# E2 285 - Mtech ECE lab (2024)

Contributors: Aditya Gopalan, Abhigyan Dutta, Jaswanth Nischal Dokka, Vaishnav KV, Akkurthi Sree Harsha

# Week 2: Prediction with data

Machine learning is broadly the problem of how to use data to improve performance on a task. 

This module guides you to solve a (linear) prediction task with data. 


# Part 1: Linear prediction in 1 dimension

## Task

Suppose you want to predict the value a variable $y \in \mathbb{R}$ from an (observed) variable $x \in \mathbb{R}$, e.g., predict the height of a (typical) person from the weight of the person. You have data (or observations, or measurements) of the form $(x_1, y_1), \ldots, (x_n, y_n)$ based on which you want to learn to perform this task. 

## Data
Let's first generate a fictitious dataset for us to learn from. We will simulate $n = 100$ data points, where the $x_i$ are sampled uniformly at random from a Gaussian (normal) distribution with mean 10 and standard deviation 5. For each $x_i$, the value $y_i$ is taken to be according to the noisy linear model $y_i = w \, x_i + \eta_i$, with $w = 2$ (the "ground truth") and $\{\eta_i\}_{i=1}^n$ being iid standard normal random variables ("noise" or "unmodeled disturbances"). 



In [None]:
import numpy as np

np.random.seed(2022) # setting the state of NumPy's random number to be a known value, for reproducibility
data_length = 100
x_mean = 10
x_std = 5
x = np.random.normal(loc=x_mean, scale=x_std, size=data_length) # a vector of size data_length with 
                                                            # uniform random entries sampled from [low, high)
w = 2.0
n = np.random.normal(size=data_length)
y = w*x + n

### Visualizing data

It often helps to visualize the data at hand in a machine learning problem. The *matplotlib* package in Python is a powerful set of routines to plot and draw figures. 

In [None]:
# visualize the data as a 2D scatter plot

# matplotlib is a flexible plotting library for Python
import matplotlib.pyplot as plt 

plt.scatter(x, y)
plt.xlabel('x values')
plt.ylabel('y values')
plt.show()

## Formal (mathematical) description of the prediction task

Recall the task at hand: Using the dataset $D = \{(x_i, y_i): i=1,\ldots,n\}$ where $n$ = data_length, we are supposed to "learn" to predict $y$ for an unknown $x$. 

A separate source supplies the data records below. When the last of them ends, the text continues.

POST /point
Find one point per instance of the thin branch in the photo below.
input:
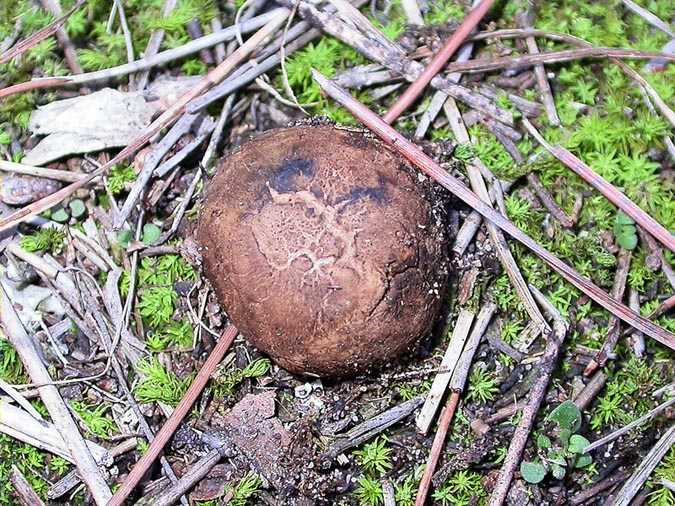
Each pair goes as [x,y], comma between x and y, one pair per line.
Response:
[547,200]
[457,383]
[28,170]
[366,430]
[631,487]
[166,118]
[545,368]
[438,62]
[610,192]
[590,492]
[618,288]
[474,170]
[196,472]
[433,400]
[627,428]
[57,408]
[393,57]
[22,489]
[650,18]
[38,36]
[125,30]
[412,12]
[154,43]
[170,426]
[66,44]
[145,63]
[539,71]
[523,61]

Mathematically, imagine that the dataset $D$ consists of $(x_i, y_i)$ pairs sampled from a joint (unknown) probability distribution $\mathbb{P}$ over $(x, y)$. Given $D$, we wish to learn a function $f: \mathbb{R} \to \mathbb{R}$ such that for a fresh pair of random variables $(X, Y)$ drawn according to this same probability distribution $\mathbb{P}$, the expected error $\mathbb{E}[(f(X) - Y)^2]$ is low. This is taken to indicate "good prediction on an unseen example". From this perspective, learning is like a "function fitting" task. 

## Exercise 1: What is the joint distribution for the simulated dataset $D$?

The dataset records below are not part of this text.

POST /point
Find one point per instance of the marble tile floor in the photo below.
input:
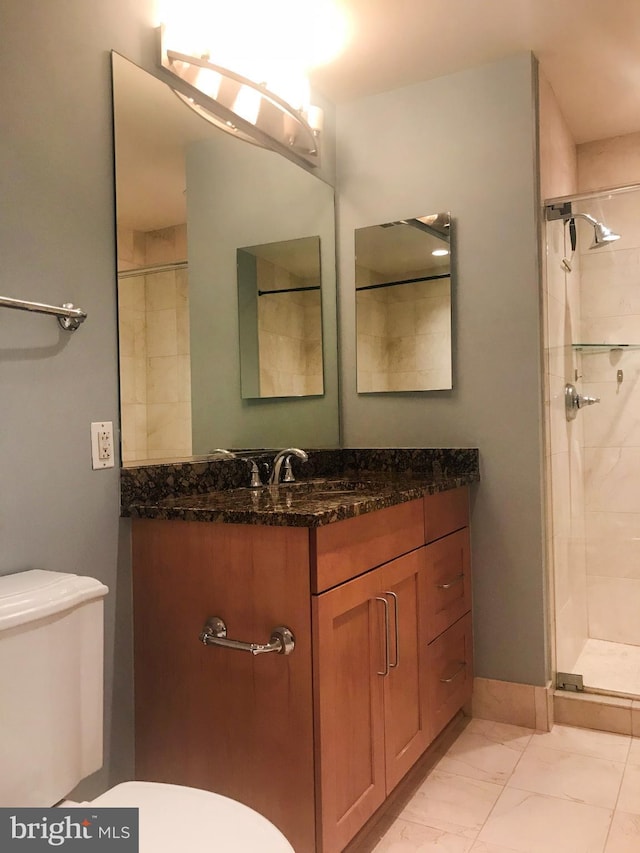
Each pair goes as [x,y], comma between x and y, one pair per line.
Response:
[613,667]
[500,788]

(Write your answer here. You can use LaTeX notation if you wish to write math.)

## Linear regression

![image.png](attachment:image.png)

One of the simplest and most natural ways of fitting a function to data is linear least squares regression. Given $x, y$ data of the form $(x_1, y_1), \ldots, (x_n, y_n)$, linear regression finds

$\hat{w} = \arg \min_{w} \sum_{i=1}^n (w x_i - y_i)^2$.

It is easy to verify that this admits a closed form solution in our 1D case: $\hat{w} = \frac{\sum_i x_i y_i}{\sum_i x_i^2}$ (assuming the denominator does not vanish).

In [None]:
# 'Training' the model: a linear least squares estimate

w_hat = np.sum(np.multiply(x, y))/np.sum(np.multiply(x, x))
print(f"estimated weight = {w_hat:.4f}")

### Formatted printing in Python

You may be curious as to what the *f"..."* formatted printing notation stands for. Read up more about formatted printing in Python here: https://realpython.com/python-formatted-output/#the-python-formatted-string-literal-f-string

## Performance evaluation: How good is the predictor we learnt on an "unseen" data point?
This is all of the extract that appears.